Increased fishing pressure and environmental concerns such as weather patterns and red tide contributed to a serious decline in snook population, which placed them on the state's list of "species of special concern" in the 1980s. As a result, fishing restrictions and careful monitoring led to a rebound in snook abundances in the 1990s.
However, occasional environmental pressures such as red ride and winter freezes — in 2010 a winter cold spell resulted in the deaths of millions of snook and the closure of the fishery — continue to reduce snook stocks periodically. Thus, for more than 25 years, Mote and Florida’s Fish and Wildlife Conservation Commission (FWC) scientists have partnered on research studies designed to evaluate whether stocking hatchery-reared snook can be an effective fishery management tool for rapidly replenishing snook stocks following the periodic mortality that red tides and cold weather can cause.
This most recent snook release study, as part of Mote’s fisheries enhancement partnership with FWC and a new privately funded Fisheries Conservation and Enhancement Initiative at Mote, scientists will tag and release 10,000–15,000 hatchery-reared snook in several locations in Sarasota and Manatee counties, including Bowlees Creek, Whitaker Bayou, Hudson Bayou, Phillippi Creek, North Creek and South Creek.
By dividing fish among different pilot release experiments, Mote scientists can learn more about the local snook population.
For example, on Nov. 29 Mote released about 40 fish at eight different release sites to document, which shoreline habitat types juvenile snook prefer along Phillippi Creek, a 7-mile, estuarine tidal creek system that offers diverse habitats for young snook.
“These eight different sights are among shorelines that vary in complexity,” said Dr.
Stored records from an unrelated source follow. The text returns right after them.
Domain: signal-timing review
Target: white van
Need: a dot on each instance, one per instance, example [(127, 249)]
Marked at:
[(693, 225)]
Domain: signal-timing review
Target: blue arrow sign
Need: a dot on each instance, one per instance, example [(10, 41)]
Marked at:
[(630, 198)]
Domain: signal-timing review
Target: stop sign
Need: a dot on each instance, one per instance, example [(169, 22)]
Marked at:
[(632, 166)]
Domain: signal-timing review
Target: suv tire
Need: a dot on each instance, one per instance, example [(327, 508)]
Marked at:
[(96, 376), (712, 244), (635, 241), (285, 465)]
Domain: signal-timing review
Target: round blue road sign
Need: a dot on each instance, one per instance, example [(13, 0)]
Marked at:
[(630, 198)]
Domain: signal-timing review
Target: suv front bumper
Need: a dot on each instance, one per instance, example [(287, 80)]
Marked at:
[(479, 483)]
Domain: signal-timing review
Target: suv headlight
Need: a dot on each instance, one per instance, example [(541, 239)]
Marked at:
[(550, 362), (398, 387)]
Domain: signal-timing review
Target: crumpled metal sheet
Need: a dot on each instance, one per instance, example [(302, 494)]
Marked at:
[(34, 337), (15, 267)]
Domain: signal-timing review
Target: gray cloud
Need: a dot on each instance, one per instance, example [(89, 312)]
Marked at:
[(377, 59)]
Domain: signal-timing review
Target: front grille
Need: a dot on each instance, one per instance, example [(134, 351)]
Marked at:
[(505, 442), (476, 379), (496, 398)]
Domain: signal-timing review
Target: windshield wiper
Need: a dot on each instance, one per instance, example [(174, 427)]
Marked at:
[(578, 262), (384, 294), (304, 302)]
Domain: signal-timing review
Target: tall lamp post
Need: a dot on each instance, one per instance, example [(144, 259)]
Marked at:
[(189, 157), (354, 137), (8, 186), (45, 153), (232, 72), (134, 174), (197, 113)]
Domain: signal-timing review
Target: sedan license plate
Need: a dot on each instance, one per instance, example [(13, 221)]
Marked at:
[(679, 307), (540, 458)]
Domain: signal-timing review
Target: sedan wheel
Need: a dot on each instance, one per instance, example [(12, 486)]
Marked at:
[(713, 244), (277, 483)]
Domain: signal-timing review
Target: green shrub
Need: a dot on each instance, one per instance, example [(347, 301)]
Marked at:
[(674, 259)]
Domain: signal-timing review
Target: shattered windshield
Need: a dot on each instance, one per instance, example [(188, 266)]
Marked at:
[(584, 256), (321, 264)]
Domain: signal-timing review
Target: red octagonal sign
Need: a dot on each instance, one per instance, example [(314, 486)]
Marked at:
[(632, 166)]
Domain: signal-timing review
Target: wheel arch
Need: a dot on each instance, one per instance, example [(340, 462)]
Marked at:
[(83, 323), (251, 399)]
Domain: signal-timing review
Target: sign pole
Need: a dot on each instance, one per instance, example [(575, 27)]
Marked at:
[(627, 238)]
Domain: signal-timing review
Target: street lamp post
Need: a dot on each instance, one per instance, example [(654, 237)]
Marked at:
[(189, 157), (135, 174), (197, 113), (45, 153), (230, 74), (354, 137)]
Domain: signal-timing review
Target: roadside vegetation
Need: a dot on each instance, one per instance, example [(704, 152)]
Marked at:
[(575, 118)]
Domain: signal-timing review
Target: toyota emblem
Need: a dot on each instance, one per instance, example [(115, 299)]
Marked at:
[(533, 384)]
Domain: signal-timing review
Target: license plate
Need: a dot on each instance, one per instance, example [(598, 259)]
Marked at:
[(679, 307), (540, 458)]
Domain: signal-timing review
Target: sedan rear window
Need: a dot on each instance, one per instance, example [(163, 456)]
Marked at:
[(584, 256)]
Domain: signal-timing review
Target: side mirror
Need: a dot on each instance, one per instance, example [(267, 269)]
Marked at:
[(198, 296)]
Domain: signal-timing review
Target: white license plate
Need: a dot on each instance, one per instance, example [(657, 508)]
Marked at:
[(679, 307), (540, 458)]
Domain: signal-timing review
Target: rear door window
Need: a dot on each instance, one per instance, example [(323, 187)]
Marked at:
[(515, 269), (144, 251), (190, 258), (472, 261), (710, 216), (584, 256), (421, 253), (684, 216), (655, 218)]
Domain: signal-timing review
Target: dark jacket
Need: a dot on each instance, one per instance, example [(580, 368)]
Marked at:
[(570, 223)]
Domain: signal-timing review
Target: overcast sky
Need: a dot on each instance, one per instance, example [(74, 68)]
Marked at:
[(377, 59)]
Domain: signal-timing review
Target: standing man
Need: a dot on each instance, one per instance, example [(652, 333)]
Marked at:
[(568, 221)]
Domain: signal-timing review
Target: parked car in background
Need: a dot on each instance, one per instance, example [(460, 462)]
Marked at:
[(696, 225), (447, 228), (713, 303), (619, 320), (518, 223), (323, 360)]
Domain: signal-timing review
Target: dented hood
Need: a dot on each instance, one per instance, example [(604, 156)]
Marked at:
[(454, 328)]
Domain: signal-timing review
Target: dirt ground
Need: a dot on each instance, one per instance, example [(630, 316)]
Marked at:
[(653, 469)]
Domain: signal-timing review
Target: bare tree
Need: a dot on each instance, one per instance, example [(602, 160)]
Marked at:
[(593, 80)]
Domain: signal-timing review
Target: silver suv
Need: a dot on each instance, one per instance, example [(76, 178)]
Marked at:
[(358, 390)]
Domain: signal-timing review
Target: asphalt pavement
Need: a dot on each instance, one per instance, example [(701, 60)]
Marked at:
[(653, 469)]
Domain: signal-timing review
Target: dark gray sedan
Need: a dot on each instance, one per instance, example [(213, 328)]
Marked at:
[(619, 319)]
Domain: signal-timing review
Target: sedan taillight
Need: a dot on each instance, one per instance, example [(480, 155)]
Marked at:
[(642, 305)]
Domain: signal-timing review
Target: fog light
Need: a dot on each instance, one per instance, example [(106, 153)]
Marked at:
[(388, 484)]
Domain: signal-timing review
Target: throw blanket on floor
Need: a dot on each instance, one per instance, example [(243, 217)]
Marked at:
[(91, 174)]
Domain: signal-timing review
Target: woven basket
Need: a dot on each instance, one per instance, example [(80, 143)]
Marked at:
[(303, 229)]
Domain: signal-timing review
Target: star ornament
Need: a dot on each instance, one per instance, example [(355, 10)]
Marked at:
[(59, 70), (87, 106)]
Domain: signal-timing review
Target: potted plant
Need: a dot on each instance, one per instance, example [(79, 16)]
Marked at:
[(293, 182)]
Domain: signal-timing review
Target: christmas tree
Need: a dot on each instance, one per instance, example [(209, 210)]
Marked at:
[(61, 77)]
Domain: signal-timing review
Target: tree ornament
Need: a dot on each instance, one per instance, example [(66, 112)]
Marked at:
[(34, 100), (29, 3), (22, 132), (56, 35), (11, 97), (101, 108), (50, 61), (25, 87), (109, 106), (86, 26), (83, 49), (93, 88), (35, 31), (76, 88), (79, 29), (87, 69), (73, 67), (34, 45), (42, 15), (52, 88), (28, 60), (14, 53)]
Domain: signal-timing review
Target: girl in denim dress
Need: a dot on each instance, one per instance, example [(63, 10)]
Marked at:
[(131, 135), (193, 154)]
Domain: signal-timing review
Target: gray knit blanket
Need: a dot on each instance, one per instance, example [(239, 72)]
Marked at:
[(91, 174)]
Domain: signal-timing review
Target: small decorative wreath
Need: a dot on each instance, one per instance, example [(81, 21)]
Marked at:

Ryan Schloesser, postdoctoral scientist at Mote. “We are releasing the fish at seawalls that are clear of vegetation, seawalls that have vegetation and completely natural sites. The goal is to determine how snook utilize these different shoreline types. We’d like to find out whether or not snook reside in natural habitats longer or do disperse more quickly from seawalls with no vegetation than those seawalls with vegetation. The ultimate goal is to provide this information to homeowners so that they can make fish-friendly decisions with their shorelines.”
Results of this study will help reveal how well the creek shorelines supports native fishes and how resource managers might enhance creek benefits.
“One of the major goals of the Fisheries Ecology & Enhancement Program is to develop responsible guidelines to release hatchery-reared snook into the wild to help keep the population sustainable,” Schloesser said. “What this project is doing is learning a little bit more about what snook need to be happy and healthy out in the environment.”
Mote will monitor the released snook in Phillippi Creek using passive integrated transponders (PIT tags) similar to the microchips for cats and dogs.
“These tags communicate with our PIT tag antennae rays, which are placed at all eight release sites,” Schloesser said. “Any time a snook with a PIT tag swims over a wire loop that we have under the water, an electromagnetic field charges this tag, which then gives out a little pulse that has the information regarding which individual fish was at that spot at that time.”
With participation from area residents, Mote researchers and volunteers installed eight special antenna arrays along Phillippi Creek to detect tagged snook within range.
A sister project that scientists are also working with these 10.000 – 15,000 snook into Phillippi Creek is to document how snook releases may impact the fishery, now that Mote scientists have identified optimal release strategies based on many years of research. By tagging most of the fish with coded-wired tags (CWTs), Mote scientists can identify Mote-raised fish recaptured later, and know where and when they were released.
Scientists are then able to identify how hatchery-reared fish impact the local fishery and if they are caught by fishers. Mote’s William R. Mote Memorial Snook Shindig, a catch-and-release research tournament involving the community, is one method Mote uses to recapture snook and evaluate the success of releases.
Earlier this year, 2,175 released snook were coded-wire tagged and released into Hudson and Whitaker Bayous at the same time so scientists can compare their survival rates. If snook fare better at one site, the researchers can investigate why.
This research is funded in part through Mote’s Fisheries Conservation and Enhancement Initiative, which received tremendous support from philanthropists Carol and Barney Barnett, leadership donors to Mote’s Oceans of Opportunity campaign. That project is coupled with Mote’s partnership with FWC’s Fish and Wildlife Research Institute, which also funds this research.